Therachon, a Nice, France-based developer of treatments for achondroplasia, secured $35m in Series A funding.
The round was led by OrbiMed with participation from New Enterprise Associates, Inserm Transfer Initiative and Versant Ventures. In conjunction with the funding, Dr. Stephen Squinto, a venture partner at OrbiMed and Dr. Sara Nayeem, a principal at New Enterprise Associates, joined Therachon’s board of directors.
The company intends to use the funds to advance its lead program, a soluble form of human fibroblast growth factor receptor 3, through clinical proof of concept.
Led by Elvire Gouze, Ph.D., Therachon is developing a therapy for achondroplasia, the leading cause of dwarfism in humans. Therachon’s therapy aims to restore normal bone growth and proportions in children with the disease.

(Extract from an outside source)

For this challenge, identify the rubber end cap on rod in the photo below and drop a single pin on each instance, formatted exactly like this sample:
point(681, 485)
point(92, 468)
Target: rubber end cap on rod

Achondroplasia is a genetic disease in which a single point mutation in the gene encoding FGFR3 causes stunted bone growth and malformed cartilage. It affects approximately one child in every 15,000 births and is the leading cause of dwarfism. It is characterized by a disproportionate shortness of limbs and other skeletal deformities, which lead to significant co-morbidities such as spinal cord compression and reduced life expectancy. There are approximately 200,000 achondroplasia patients worldwide.